Secondary Outcome Measures
- Incidence of adverse events [From time of first dose of curcumin up to 7 months]
Will be graded by National Cancer Institute Common Terminology Criteria for Adverse Events version 4. The maximum grade for each type of adverse event will be recorded for each participant and frequency tables will be reviewed to determine the overall patterns. The number and severity of adverse events (overall and by intervention group) will be tabulated and summarized.

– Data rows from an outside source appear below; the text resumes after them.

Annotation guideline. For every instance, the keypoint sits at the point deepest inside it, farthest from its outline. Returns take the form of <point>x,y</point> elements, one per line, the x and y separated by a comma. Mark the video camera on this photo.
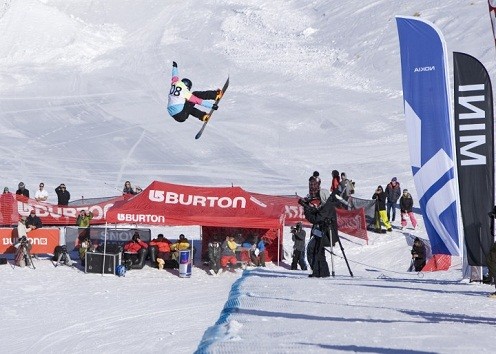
<point>492,213</point>
<point>304,201</point>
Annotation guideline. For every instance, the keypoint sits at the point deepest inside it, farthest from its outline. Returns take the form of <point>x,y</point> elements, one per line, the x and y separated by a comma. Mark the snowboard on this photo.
<point>226,85</point>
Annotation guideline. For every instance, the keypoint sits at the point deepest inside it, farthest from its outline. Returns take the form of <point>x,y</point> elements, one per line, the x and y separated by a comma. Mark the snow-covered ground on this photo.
<point>314,86</point>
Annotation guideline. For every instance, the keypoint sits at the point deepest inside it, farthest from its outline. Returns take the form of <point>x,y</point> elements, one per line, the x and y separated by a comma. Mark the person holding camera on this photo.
<point>23,244</point>
<point>33,222</point>
<point>135,252</point>
<point>324,222</point>
<point>418,254</point>
<point>393,193</point>
<point>406,209</point>
<point>63,195</point>
<point>314,185</point>
<point>380,210</point>
<point>298,235</point>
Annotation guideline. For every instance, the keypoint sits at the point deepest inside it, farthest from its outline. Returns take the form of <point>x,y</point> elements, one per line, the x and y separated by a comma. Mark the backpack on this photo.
<point>57,252</point>
<point>351,187</point>
<point>120,270</point>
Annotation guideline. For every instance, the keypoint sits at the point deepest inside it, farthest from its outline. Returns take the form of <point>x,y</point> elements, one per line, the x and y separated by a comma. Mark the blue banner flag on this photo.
<point>430,130</point>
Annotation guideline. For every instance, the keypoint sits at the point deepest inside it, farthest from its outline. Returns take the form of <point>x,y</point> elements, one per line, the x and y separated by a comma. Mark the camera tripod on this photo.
<point>64,255</point>
<point>23,254</point>
<point>329,233</point>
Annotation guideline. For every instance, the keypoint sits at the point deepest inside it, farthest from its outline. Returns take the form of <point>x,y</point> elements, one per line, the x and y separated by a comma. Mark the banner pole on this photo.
<point>104,248</point>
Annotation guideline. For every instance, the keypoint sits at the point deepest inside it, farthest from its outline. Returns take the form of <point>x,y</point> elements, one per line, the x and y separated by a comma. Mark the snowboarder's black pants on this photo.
<point>298,258</point>
<point>190,109</point>
<point>418,263</point>
<point>319,267</point>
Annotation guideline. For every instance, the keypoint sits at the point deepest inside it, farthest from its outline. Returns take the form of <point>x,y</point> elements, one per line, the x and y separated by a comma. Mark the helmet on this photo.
<point>188,83</point>
<point>120,270</point>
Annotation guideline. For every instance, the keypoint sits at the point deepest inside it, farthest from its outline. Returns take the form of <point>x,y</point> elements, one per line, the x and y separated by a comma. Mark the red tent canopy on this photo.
<point>179,205</point>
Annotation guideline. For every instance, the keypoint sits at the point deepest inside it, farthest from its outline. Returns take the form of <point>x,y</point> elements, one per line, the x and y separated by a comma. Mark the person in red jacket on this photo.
<point>159,251</point>
<point>135,252</point>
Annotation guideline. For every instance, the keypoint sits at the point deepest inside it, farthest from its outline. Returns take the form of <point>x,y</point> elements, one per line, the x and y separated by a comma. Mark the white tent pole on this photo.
<point>104,248</point>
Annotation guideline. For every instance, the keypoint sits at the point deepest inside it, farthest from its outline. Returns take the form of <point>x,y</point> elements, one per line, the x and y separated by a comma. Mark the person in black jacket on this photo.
<point>406,208</point>
<point>324,222</point>
<point>298,235</point>
<point>380,210</point>
<point>33,221</point>
<point>418,254</point>
<point>393,192</point>
<point>22,190</point>
<point>63,195</point>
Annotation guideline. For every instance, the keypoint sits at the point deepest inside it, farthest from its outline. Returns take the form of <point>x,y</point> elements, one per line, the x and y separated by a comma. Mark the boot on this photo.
<point>161,263</point>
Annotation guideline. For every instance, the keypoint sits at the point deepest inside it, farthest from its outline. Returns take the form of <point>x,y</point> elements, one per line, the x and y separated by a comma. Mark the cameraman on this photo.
<point>324,223</point>
<point>23,245</point>
<point>418,254</point>
<point>298,236</point>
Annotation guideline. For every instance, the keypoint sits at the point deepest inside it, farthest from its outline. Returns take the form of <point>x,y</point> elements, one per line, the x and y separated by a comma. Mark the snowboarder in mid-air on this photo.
<point>182,101</point>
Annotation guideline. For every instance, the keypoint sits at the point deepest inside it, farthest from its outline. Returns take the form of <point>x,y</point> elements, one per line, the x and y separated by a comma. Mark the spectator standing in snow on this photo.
<point>135,252</point>
<point>214,254</point>
<point>159,251</point>
<point>228,253</point>
<point>63,195</point>
<point>380,210</point>
<point>406,209</point>
<point>7,206</point>
<point>257,252</point>
<point>314,185</point>
<point>345,187</point>
<point>41,194</point>
<point>393,192</point>
<point>298,235</point>
<point>418,254</point>
<point>128,189</point>
<point>335,181</point>
<point>83,221</point>
<point>33,221</point>
<point>323,219</point>
<point>22,190</point>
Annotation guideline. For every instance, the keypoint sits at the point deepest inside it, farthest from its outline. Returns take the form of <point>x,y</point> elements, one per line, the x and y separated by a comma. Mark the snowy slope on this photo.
<point>315,85</point>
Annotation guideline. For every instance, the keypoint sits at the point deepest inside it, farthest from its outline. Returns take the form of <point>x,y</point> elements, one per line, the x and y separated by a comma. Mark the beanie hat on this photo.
<point>324,195</point>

- Change in histology gastric score [Baseline up to 6 months]
Will compare changes in histology gastric score for curcumin versus placebo.
- Additional gastric mucosal cytokine/chemokine levels (IL-8, TNFalpha, and IP-10) [Baseline up to 6 months]

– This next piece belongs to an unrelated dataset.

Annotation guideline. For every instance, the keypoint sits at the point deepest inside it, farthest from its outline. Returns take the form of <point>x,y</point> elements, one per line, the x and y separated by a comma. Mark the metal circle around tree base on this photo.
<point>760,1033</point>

Will be quantified with Luminex assay. Changes in the concentrations (or categories) will be explored within and between the intervention arms. Fisher's exact tests, Wilcoxon rank sum tests, and two-sample t-tests will be used to assess differences between groups. McNemar's tests, Wilcoxon signed rank tests, and paired sample t-tests will be used to assess differences within each arm. Graphical methods (i.e. boxplots, scatter plots, etc.) will also be used to describe the data.
- Gastric mucosal deoxyribonucleic acid (DNA) damage [Baseline up to 6 months]
Will be assessed by immunohistochemistry. Fisher's exact tests, Wilcoxon rank sum tests, and two-sample t-tests will be used to assess differences between groups. McNemar's tests, Wilcoxon signed rank tests, and paired sample t-tests will be used to assess differences within each arm. Graphical methods (i.e. boxplots, scatter plots, etc.) will also be used to describe the data.
Other Outcome Measures
- Proinflammatory cytokine genotype status (IL-1beta, IL-8, and TNFalpha single nucleotide polymorphisms) [At baseline]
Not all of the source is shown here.